Гришка помешан на мостах. Хотя надо уточнить: Гришка когда-то был помешан на мостах. Он их сочинял. Я помню его первые мосты, когда он только начинал как архитектор. Они имели совершенно невероятные, причудливые, фантастические формы. То извилистые, то волнообразные, то напоминающие колыбель. Они были различных цветов и оттенков. И по ним невозможно было ходить. Ими было возможно только любоваться. Это действительно было красиво. Но Гришку склоняли со всех сторон. За его непрактичную, ирреальную выдумку. За его сумасшедшее понятие дороги. А Гришка не обращал ни на кого внимания. Он только улыбался своими круглыми глазами из-под очков. И чесал лысеющий затылок.
– Они ни черта не понимают, эти дураки! – смущенно говорил он нам.
И тащил прогуляться по своим несовершенным творениям. Мы делали осторожные шаги. Но все равно спотыкались. И едва дойдя до середины моста. Тут же не выдерживали. И заворачивали обратно. Нам казалось, что мост непременно рухнет. И мы предпочитали любоваться им издалека. Но ни один мост никогда, как ни странно, не рухнул.
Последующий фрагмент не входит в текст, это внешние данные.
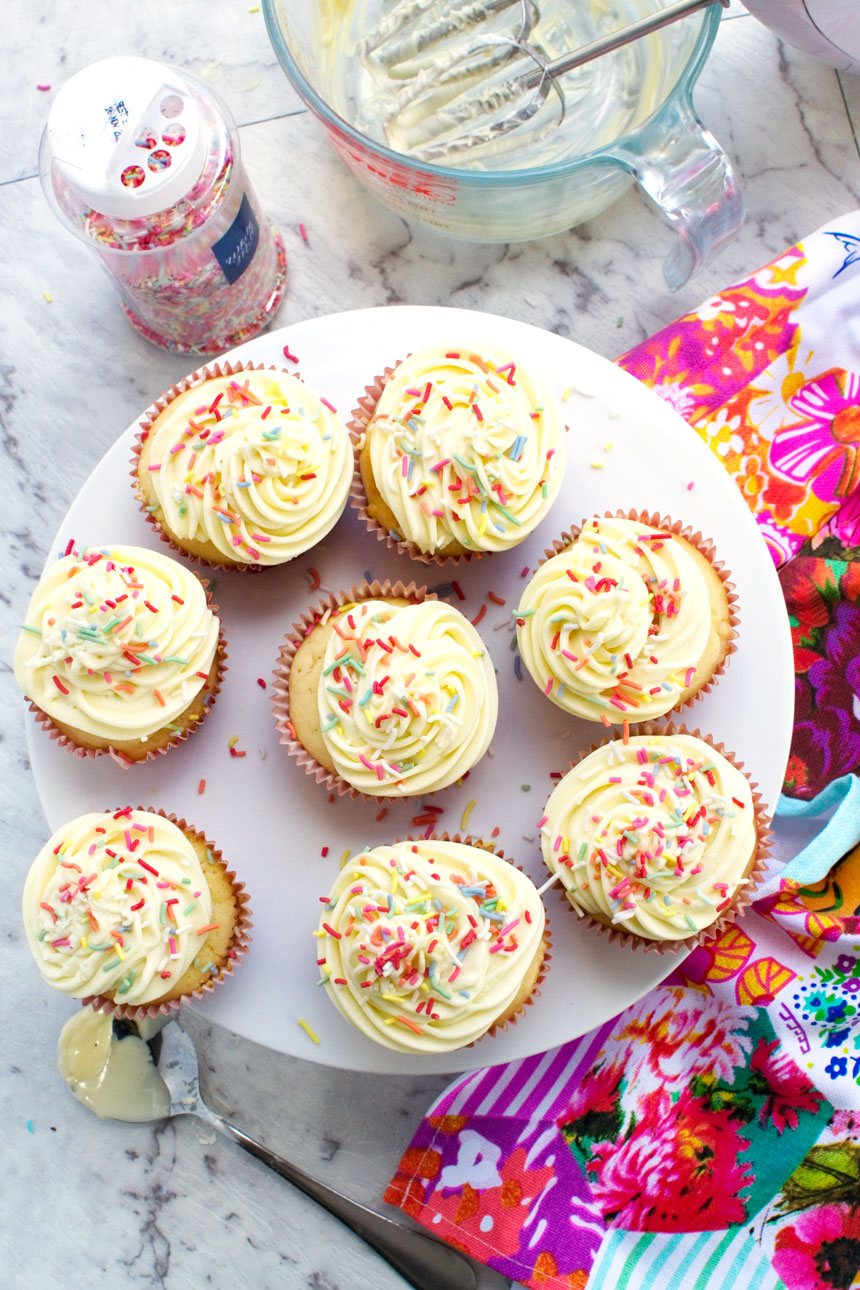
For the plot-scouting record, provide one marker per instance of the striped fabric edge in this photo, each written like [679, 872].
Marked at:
[529, 1084]
[682, 1260]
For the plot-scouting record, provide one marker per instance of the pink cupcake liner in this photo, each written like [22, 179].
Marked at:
[236, 951]
[753, 873]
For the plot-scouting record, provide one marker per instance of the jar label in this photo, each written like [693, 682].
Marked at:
[235, 250]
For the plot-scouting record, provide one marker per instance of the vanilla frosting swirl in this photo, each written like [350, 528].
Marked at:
[116, 641]
[654, 836]
[408, 697]
[423, 946]
[616, 623]
[115, 902]
[466, 446]
[257, 465]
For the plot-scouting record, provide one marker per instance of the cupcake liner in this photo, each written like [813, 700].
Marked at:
[654, 520]
[280, 694]
[147, 421]
[357, 426]
[239, 943]
[468, 840]
[753, 873]
[123, 759]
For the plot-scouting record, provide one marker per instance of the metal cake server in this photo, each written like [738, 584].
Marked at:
[420, 1259]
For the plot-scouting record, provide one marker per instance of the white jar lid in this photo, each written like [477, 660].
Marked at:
[127, 134]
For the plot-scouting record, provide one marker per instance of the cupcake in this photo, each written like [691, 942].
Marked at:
[120, 652]
[659, 839]
[427, 946]
[388, 694]
[627, 621]
[132, 910]
[462, 452]
[243, 467]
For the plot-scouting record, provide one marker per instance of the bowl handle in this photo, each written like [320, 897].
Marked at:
[682, 168]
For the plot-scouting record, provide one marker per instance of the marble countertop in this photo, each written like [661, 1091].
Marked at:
[165, 1205]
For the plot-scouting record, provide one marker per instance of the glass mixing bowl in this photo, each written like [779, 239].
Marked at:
[629, 119]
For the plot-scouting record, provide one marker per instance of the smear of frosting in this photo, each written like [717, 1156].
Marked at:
[115, 1077]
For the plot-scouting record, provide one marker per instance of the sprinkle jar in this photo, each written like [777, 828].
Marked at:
[142, 163]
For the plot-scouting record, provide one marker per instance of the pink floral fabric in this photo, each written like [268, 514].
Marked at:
[709, 1135]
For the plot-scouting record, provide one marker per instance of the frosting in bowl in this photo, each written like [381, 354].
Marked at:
[408, 697]
[117, 641]
[423, 946]
[616, 623]
[467, 449]
[255, 467]
[116, 903]
[654, 836]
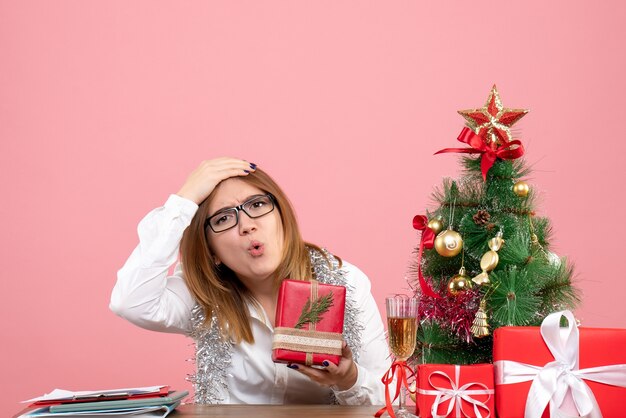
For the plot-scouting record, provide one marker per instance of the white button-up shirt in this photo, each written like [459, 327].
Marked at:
[146, 296]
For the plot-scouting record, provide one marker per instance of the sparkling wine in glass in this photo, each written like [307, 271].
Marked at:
[402, 329]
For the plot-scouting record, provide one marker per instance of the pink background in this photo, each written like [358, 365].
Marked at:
[105, 106]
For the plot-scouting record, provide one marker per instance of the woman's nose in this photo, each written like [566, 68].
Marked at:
[246, 224]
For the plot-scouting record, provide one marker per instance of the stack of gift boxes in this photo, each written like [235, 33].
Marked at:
[547, 371]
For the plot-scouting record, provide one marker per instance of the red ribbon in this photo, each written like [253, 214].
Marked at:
[420, 222]
[509, 151]
[397, 370]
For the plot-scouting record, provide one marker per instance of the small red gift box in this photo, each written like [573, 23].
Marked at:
[449, 390]
[517, 349]
[309, 323]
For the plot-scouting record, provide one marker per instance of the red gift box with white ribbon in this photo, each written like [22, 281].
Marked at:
[448, 390]
[309, 323]
[552, 371]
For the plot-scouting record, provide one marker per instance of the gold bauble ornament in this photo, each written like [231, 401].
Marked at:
[521, 189]
[480, 326]
[496, 243]
[435, 225]
[459, 283]
[448, 243]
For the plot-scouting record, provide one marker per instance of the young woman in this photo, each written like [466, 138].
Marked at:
[238, 239]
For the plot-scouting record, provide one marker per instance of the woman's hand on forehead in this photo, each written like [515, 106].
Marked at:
[201, 182]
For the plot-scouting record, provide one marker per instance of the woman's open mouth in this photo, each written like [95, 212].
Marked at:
[256, 249]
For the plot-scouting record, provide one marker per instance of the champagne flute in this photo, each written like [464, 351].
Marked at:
[402, 329]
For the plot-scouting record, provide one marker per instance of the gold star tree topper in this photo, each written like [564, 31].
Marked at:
[492, 121]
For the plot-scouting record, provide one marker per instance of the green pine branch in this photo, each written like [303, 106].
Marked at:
[312, 312]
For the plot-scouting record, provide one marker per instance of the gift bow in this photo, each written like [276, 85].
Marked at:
[398, 371]
[455, 394]
[508, 151]
[420, 222]
[552, 382]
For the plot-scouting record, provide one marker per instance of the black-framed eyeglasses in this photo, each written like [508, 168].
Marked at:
[255, 207]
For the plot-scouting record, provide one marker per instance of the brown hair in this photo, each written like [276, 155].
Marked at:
[217, 288]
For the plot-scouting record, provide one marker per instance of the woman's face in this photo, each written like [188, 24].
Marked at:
[253, 248]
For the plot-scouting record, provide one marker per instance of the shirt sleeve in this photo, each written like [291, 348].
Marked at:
[144, 294]
[373, 358]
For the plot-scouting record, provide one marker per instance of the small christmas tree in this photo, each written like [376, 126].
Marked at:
[484, 259]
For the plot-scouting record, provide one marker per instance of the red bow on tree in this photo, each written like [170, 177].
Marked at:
[490, 152]
[420, 222]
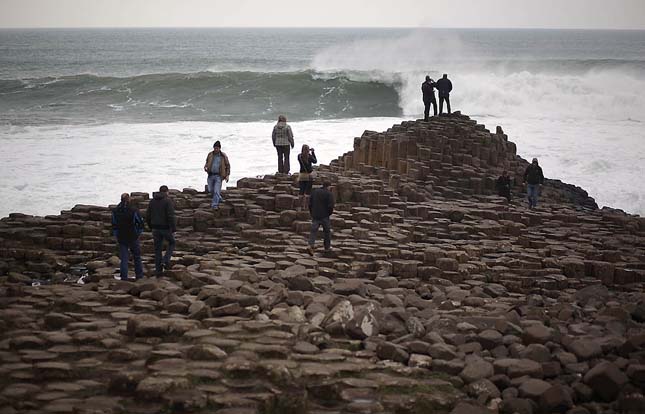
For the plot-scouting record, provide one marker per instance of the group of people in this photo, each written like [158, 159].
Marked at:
[444, 87]
[533, 179]
[128, 225]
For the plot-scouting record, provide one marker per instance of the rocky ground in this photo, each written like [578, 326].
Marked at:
[439, 297]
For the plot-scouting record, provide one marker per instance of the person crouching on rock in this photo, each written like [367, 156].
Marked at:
[127, 225]
[161, 219]
[427, 88]
[503, 185]
[533, 179]
[218, 169]
[306, 158]
[282, 137]
[321, 207]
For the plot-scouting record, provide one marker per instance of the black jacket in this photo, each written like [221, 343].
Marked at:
[503, 185]
[444, 86]
[533, 175]
[127, 224]
[161, 213]
[427, 88]
[321, 203]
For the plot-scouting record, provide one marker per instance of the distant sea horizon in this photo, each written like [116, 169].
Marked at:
[88, 113]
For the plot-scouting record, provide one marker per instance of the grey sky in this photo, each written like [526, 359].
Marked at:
[574, 14]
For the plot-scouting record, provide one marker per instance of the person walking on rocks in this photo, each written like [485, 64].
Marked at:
[427, 88]
[161, 219]
[533, 179]
[444, 86]
[503, 185]
[127, 225]
[306, 159]
[218, 168]
[282, 137]
[321, 207]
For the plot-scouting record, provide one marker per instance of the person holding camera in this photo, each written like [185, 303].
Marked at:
[306, 158]
[282, 138]
[218, 168]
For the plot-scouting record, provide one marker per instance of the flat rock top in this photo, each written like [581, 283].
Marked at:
[435, 291]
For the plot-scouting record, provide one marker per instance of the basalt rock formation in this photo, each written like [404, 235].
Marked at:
[438, 296]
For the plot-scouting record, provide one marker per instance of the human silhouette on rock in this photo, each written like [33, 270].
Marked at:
[427, 88]
[444, 86]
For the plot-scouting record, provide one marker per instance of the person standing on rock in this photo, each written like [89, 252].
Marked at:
[444, 86]
[503, 185]
[282, 137]
[218, 168]
[321, 207]
[160, 217]
[427, 88]
[127, 225]
[533, 179]
[306, 159]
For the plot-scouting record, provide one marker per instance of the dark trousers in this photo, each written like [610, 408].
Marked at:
[124, 253]
[441, 99]
[426, 111]
[315, 225]
[158, 237]
[283, 159]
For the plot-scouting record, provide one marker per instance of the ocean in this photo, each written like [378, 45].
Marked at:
[88, 114]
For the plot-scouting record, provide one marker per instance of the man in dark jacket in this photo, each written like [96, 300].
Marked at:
[161, 219]
[444, 86]
[427, 88]
[503, 185]
[534, 179]
[321, 206]
[282, 138]
[127, 225]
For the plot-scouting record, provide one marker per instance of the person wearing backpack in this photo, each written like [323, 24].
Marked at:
[127, 225]
[161, 219]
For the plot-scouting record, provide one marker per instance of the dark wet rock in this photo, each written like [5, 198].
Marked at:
[556, 400]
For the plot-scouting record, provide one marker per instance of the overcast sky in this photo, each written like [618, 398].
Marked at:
[574, 14]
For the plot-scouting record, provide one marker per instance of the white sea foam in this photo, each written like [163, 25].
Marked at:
[585, 124]
[53, 168]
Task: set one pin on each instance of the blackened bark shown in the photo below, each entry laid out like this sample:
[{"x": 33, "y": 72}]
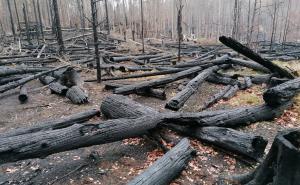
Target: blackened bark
[
  {"x": 238, "y": 47},
  {"x": 168, "y": 167}
]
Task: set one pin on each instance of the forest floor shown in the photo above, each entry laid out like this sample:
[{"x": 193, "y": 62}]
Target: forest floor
[{"x": 119, "y": 162}]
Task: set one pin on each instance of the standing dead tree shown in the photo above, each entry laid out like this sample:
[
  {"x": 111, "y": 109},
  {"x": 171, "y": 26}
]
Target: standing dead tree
[
  {"x": 281, "y": 164},
  {"x": 11, "y": 19},
  {"x": 142, "y": 22},
  {"x": 17, "y": 15},
  {"x": 107, "y": 17},
  {"x": 40, "y": 18},
  {"x": 26, "y": 24},
  {"x": 58, "y": 27},
  {"x": 179, "y": 28},
  {"x": 96, "y": 42}
]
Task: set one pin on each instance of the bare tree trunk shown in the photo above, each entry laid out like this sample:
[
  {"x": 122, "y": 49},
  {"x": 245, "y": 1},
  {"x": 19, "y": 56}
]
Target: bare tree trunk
[
  {"x": 287, "y": 23},
  {"x": 40, "y": 19},
  {"x": 11, "y": 19},
  {"x": 58, "y": 27},
  {"x": 18, "y": 19},
  {"x": 36, "y": 25},
  {"x": 79, "y": 6},
  {"x": 26, "y": 24},
  {"x": 179, "y": 29},
  {"x": 252, "y": 23},
  {"x": 142, "y": 22},
  {"x": 274, "y": 24},
  {"x": 107, "y": 18},
  {"x": 96, "y": 42},
  {"x": 126, "y": 18}
]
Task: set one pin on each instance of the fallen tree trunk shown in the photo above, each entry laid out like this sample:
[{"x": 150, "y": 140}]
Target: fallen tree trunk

Может быть, потому, что по ним никто практически не ходил.
С каждым годом мосты моего друга Гришки приобретали новые, более совершенные формы. Они становились ровными, гладкими, очень прочными. И главное – доступными всем. По ним стали мотаться машины. И шнырять пешеходы. Но Гришка уже почему-то не приглашал нас прогуляться по ним. Он все чаще предпочитал своим выдумкам кружку пива в ресторане. Любил сидеть там с набитым ртом и нудеть о каких-то бесконечных дорогах, которых не бывает. А мы и не настаивали. В конце концов, может быть, те дураки и были правы. Вряд ли у кого появится желание без конца спотыкаться на дороге. И со страхом ждать, когда полетишь вниз головой.
Я ощупываю Гришкин костюм в яркую полоску.
Гришка с гордостью даже приподнимается с места:
– В Англии приобрел. Вот черти! Все им удается! И главное – все у них удобно! Начиная от костюмов и заканчивая мостами! Это наши все выпендриваются.
– Ты о чем, Гришка?
– Просто я признаю свое поражение! Идеалист проклятый! (Гриша постучал себя по широкому лбу). Все твердил о каких-то невероятных проектах. Впрочем, скорее всего, я наконец-то повзрослел. Высокий мост – это обязательно, когда по нему ездят или ходят. Мост – это сам по себе высота. И ничего не нужно придумывать лишнего. Ведь это всего лишь мост… Бывает достаточно посмотреть вверх или вниз, разве этого мало? Почувствовать риск и не рисковать. 
– Я не понимаю, Гришка.
– Просто теперь я конструирую самые совершенные мосты. И даже получаю за это хорошие бабки. По моим мостам запросто шныряют машины и бегают пешеходы. И вряд ли у кого-нибудь из них возникнет желание риска. Они так спешат. Да и зачем все это? Риск – это, скорее, удел бездельников и тупоголовых романтиков. Мы же далеко не такие. Так ведь, Колька?
– Но ведь у тебя все нормально?
– Абсолютно! – Он проворно нанизал на вилку кусок ветчины и с удовольствием забросил ее в рот – Я научился главному. Жизнь без риска гораздо безопаснее, гораздо логичнее, и главное – умнее. Мне нравится, очень нравится жить именно так. И именно так строить мосты. У меня хорошие получаются мосты…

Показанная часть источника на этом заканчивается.